Extreme weather events become increasingly intense and frequent, leading to significant economic and social impacts. Forecasting extreme weather remains particularly challenging due to its low baseline frequency, but accurate forecasts could be highly beneficial. In recent years, artificial intelligence and machine learning (AI/ML) methods have demonstrated the potential to rival traditional weather forecasting models in terms of mean performance, often at substantially reduced computational cost. However, evaluating and optimizing AI/ML performance for extreme weather remain critical for their potential contributions to disaster prevention and management.

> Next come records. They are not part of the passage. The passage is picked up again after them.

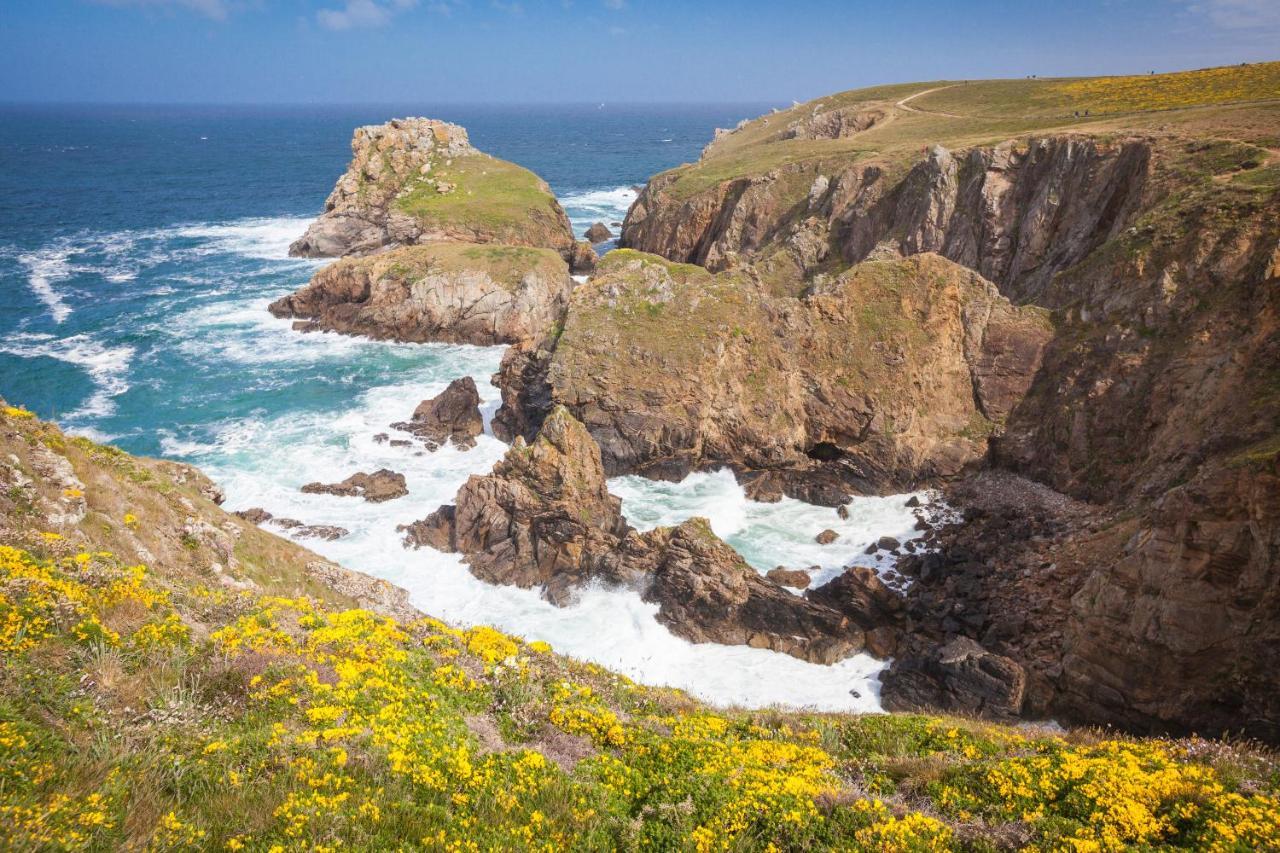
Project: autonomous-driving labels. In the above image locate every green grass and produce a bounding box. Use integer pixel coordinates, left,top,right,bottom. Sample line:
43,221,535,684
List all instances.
396,154,562,236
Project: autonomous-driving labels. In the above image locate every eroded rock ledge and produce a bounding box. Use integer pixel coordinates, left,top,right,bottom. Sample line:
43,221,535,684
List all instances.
495,251,1051,505
289,118,575,261
406,407,896,663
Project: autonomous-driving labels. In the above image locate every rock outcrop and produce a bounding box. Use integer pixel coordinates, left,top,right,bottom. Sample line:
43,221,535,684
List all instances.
289,118,573,261
270,243,573,345
881,637,1027,720
392,377,484,451
404,407,865,663
495,245,1051,505
302,467,408,503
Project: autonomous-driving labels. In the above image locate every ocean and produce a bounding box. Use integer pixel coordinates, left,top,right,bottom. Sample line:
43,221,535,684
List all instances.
0,104,915,711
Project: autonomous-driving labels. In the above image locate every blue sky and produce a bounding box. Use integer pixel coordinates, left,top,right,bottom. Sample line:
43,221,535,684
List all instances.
0,0,1280,102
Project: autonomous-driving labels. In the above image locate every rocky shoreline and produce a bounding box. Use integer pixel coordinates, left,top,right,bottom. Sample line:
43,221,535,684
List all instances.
262,96,1280,740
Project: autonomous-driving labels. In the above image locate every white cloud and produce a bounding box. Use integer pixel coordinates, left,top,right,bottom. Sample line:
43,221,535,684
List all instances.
93,0,230,20
1187,0,1280,31
316,0,419,29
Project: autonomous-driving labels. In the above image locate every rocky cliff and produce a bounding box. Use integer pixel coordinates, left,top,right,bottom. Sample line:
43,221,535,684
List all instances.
406,407,880,663
270,243,573,346
596,64,1280,739
289,118,575,261
0,402,1280,850
497,251,1051,503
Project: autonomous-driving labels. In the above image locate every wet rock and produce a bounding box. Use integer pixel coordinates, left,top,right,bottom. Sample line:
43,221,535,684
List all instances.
764,566,813,589
404,407,863,663
881,637,1027,720
640,519,864,663
268,242,573,346
302,467,408,503
392,377,484,451
805,566,902,630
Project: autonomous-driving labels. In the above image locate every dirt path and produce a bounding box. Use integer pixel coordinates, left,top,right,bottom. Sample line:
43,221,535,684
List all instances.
893,83,964,118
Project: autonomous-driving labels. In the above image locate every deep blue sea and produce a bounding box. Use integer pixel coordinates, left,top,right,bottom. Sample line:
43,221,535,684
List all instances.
0,104,915,710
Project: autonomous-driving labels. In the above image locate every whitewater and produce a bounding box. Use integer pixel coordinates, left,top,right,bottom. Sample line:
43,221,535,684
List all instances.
0,187,918,711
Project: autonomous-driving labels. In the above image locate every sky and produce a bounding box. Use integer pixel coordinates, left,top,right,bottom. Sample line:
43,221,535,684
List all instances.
0,0,1280,104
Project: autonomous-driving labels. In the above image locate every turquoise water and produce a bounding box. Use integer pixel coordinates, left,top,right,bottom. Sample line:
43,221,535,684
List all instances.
0,105,914,710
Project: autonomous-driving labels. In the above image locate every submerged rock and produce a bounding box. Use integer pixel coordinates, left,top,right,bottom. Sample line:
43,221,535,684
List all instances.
881,637,1027,720
403,407,864,663
269,243,573,346
392,377,484,451
302,467,408,503
764,566,818,589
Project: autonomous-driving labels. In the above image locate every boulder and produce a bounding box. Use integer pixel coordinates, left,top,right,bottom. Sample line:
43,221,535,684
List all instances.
403,406,863,663
396,503,458,552
643,519,864,663
392,377,484,451
805,566,902,630
302,467,408,503
881,637,1027,720
764,566,813,589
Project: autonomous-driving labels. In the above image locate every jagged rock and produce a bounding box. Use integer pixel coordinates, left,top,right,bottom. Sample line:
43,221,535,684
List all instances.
805,566,902,630
497,250,1051,491
271,519,351,542
424,409,628,601
396,503,458,552
764,566,813,589
644,519,864,663
568,241,600,275
403,407,863,663
392,377,484,451
269,243,573,346
289,118,573,261
302,467,408,503
233,506,275,524
881,637,1027,720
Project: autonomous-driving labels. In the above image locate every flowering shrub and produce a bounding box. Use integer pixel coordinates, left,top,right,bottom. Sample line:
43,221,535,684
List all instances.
0,537,1280,853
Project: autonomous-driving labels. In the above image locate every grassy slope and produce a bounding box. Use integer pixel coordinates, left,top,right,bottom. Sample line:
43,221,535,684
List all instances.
396,154,562,236
0,407,1280,850
664,63,1280,199
338,243,568,291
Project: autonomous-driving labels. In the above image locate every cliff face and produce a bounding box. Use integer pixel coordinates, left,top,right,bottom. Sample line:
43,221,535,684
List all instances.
270,243,573,346
606,68,1280,739
498,252,1051,503
621,136,1151,302
406,407,870,663
289,118,575,261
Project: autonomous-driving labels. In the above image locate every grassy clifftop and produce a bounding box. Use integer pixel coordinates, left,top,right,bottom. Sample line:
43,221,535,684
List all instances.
0,406,1280,850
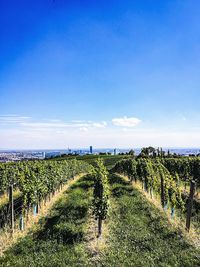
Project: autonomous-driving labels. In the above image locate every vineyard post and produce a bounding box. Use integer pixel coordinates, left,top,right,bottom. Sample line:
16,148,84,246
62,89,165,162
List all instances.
9,185,14,234
160,175,165,208
186,181,195,232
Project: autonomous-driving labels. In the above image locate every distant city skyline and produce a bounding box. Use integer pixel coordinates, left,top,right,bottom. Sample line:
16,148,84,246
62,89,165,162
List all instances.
0,0,200,149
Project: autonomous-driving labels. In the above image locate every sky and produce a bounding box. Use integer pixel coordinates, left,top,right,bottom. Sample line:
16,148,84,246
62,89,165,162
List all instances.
0,0,200,149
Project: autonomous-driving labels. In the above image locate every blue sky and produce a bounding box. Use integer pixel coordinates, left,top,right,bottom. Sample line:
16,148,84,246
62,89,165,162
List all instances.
0,0,200,149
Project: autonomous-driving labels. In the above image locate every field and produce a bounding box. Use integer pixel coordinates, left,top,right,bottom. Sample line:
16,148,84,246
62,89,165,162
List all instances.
0,155,200,267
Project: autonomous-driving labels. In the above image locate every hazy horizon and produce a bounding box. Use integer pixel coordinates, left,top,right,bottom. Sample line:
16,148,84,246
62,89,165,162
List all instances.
0,0,200,149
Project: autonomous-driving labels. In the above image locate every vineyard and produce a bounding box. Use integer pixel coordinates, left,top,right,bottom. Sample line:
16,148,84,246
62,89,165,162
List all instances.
0,156,200,267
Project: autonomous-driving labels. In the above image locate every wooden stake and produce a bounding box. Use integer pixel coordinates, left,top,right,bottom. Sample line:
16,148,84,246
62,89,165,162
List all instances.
186,181,195,232
9,185,14,234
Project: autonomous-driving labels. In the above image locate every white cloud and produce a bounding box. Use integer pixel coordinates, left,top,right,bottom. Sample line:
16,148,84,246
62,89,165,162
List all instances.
0,114,107,131
112,116,141,127
0,114,31,124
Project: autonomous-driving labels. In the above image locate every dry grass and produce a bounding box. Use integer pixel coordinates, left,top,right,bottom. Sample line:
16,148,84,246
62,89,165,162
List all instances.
118,174,200,248
0,174,84,256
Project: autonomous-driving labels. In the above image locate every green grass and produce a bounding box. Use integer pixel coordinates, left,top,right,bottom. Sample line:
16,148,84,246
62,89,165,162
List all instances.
0,176,93,267
99,175,200,267
0,174,200,267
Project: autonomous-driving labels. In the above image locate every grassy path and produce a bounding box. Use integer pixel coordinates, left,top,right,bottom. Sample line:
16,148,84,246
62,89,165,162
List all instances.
98,175,200,267
0,175,200,267
0,176,93,267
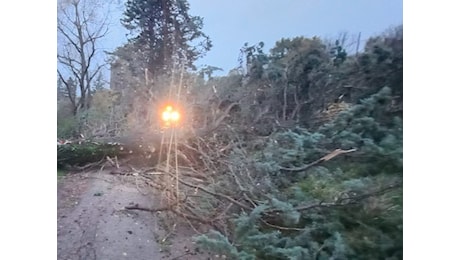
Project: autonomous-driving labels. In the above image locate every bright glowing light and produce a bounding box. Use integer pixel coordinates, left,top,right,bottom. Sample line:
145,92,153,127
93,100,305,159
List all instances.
161,105,181,125
171,111,180,122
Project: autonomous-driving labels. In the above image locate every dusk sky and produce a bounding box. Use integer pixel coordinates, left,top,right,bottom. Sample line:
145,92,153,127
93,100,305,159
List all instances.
104,0,403,75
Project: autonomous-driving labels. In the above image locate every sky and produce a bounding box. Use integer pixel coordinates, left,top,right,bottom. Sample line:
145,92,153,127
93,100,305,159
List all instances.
107,0,403,75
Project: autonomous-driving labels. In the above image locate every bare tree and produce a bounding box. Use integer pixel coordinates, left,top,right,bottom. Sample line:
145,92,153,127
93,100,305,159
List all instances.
57,0,109,115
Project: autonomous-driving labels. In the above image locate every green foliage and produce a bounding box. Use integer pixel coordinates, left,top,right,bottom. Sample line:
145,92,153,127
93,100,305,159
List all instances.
122,0,211,74
196,82,402,259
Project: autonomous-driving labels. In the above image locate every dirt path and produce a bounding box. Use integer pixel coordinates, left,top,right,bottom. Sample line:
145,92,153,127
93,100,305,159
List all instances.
57,172,212,260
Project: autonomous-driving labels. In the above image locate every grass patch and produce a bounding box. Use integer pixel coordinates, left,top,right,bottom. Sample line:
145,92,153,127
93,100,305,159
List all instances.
57,169,67,180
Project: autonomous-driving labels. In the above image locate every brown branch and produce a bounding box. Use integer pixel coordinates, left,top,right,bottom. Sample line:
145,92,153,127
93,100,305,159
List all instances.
260,219,304,231
280,148,357,172
157,173,252,210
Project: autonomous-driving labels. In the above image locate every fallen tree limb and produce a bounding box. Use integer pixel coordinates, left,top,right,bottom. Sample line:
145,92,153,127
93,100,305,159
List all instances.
279,148,357,172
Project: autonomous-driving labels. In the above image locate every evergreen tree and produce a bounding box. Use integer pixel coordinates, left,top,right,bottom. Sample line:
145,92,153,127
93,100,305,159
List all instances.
122,0,211,75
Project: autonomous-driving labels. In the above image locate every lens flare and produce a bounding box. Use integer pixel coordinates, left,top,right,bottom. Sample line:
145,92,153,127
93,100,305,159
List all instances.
161,105,181,126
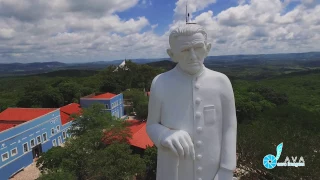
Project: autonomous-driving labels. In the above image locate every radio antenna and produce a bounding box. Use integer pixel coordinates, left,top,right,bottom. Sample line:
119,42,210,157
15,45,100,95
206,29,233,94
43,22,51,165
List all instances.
186,1,197,24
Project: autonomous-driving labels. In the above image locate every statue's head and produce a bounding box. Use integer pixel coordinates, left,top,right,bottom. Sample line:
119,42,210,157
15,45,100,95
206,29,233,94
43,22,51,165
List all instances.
167,24,211,74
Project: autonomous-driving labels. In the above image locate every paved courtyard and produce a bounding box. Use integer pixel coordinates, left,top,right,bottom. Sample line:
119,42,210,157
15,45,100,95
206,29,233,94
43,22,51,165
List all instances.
10,162,41,180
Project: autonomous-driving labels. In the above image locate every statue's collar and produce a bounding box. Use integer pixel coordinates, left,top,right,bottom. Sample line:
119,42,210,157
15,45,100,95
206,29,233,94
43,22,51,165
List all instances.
175,64,206,77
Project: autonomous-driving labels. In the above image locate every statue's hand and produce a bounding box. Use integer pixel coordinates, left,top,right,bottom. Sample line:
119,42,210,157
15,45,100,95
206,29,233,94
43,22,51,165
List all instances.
214,168,233,180
161,130,195,159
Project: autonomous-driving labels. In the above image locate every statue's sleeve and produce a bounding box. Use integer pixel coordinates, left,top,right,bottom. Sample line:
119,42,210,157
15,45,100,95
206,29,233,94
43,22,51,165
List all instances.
220,76,237,171
147,75,169,148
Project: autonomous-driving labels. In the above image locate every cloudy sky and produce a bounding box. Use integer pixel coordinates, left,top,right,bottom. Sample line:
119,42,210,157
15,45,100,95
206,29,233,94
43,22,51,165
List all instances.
0,0,320,63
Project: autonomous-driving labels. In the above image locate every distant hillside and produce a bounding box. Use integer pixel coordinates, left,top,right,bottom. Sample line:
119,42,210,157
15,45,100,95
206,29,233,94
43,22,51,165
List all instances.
0,52,320,77
31,69,99,77
147,60,176,70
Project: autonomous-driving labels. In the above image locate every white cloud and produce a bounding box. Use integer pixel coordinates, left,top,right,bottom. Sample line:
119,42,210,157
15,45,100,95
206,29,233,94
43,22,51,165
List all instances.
190,0,320,55
0,28,14,40
0,0,320,62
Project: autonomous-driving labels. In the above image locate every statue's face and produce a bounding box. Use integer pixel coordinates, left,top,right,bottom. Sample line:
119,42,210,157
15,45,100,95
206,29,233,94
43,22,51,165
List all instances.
168,33,211,74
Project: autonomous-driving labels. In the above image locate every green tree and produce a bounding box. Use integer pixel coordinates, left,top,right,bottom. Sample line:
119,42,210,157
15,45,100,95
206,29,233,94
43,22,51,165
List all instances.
37,170,77,180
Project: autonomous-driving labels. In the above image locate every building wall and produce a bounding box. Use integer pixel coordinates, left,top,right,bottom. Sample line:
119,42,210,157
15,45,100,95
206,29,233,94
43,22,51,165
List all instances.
0,109,63,180
80,93,124,118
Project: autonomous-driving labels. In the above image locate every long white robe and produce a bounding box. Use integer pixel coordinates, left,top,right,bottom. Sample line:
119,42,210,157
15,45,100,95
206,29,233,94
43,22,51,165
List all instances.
147,66,237,180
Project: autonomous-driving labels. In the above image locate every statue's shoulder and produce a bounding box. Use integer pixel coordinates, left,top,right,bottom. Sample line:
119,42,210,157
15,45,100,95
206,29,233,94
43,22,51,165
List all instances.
206,68,229,81
153,69,174,83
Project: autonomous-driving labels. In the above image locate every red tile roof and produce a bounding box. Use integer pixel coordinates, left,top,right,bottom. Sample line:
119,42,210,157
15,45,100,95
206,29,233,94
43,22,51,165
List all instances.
127,120,153,149
0,108,56,121
0,108,56,132
103,120,153,149
60,103,81,125
91,93,116,99
0,123,19,132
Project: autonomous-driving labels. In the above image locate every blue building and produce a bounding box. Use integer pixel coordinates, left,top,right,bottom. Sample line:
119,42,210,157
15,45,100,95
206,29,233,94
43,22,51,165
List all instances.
0,103,80,180
80,93,124,118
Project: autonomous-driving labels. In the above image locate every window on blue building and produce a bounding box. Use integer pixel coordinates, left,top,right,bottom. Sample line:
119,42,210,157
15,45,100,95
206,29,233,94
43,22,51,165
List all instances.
58,136,62,146
37,136,41,144
42,133,47,142
52,139,57,146
23,143,29,153
30,139,36,147
1,152,9,161
11,148,18,156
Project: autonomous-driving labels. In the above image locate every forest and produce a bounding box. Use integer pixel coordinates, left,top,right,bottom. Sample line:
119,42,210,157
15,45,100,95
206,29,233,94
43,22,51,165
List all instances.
0,61,320,179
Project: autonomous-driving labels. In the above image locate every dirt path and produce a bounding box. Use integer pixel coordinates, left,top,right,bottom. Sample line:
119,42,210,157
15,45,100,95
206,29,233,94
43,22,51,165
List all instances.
10,162,41,180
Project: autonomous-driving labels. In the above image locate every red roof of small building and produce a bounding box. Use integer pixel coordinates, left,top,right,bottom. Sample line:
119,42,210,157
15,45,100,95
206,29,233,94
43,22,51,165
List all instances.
0,108,56,121
127,120,154,149
91,93,116,99
60,103,81,125
103,120,153,149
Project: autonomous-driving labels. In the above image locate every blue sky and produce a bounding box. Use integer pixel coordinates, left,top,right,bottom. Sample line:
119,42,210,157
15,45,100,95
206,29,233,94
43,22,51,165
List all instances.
0,0,320,63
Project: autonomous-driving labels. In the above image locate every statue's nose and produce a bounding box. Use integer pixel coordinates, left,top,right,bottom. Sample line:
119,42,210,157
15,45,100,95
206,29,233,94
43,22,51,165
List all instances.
190,48,197,61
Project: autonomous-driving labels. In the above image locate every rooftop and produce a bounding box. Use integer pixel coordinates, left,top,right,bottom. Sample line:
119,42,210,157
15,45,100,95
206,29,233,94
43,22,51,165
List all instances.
90,93,117,99
60,103,81,125
127,120,153,149
0,108,57,132
0,108,57,121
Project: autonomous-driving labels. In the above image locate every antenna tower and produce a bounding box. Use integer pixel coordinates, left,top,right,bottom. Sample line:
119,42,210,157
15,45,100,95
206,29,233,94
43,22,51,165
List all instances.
186,1,197,24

This Research Topic aims to present and advance the state-of-the-art in AI/ML forecasting of extreme weather. Extreme weather categories to be considered can include tropical cyclones, other severe storms, intense precipitation, heat and cold waves, and those precipitating heightened vulnerability to hazards such as fire, landslides, drought, and pathogen and pest spread. Forecasting timescales can range from minutes to years, contingent on the nature of the extreme weather event and its predictability. By examining both current operational systems and innovative experimental models, this topic aims to refine forecasting tools to ensure they are both effective and sustainable for real-world applications. The scope of this Research Topic encompasses the integration and limitations of AI/ML forecasting techniques for extreme weather. We invite submissions that cover a broad range of themes, including, but not limited to:
• Physics-informed machine learning for forecasting extreme events
• Development of accurate deterministic and probabilistic weather forecasts
• Enhancing the computational efficiency of forecasting systems
• Hybrid models combining AI/ML with classical observation techniques
• Utilization of underexplored data sources for improved prediction
• Addressing weather agency and end-user requirements for AI/ML forecast integration
All article types pertinent to these objectives are encouraged, with a focus on promoting open data practices and algorithm sharing for transparency and communal advancement.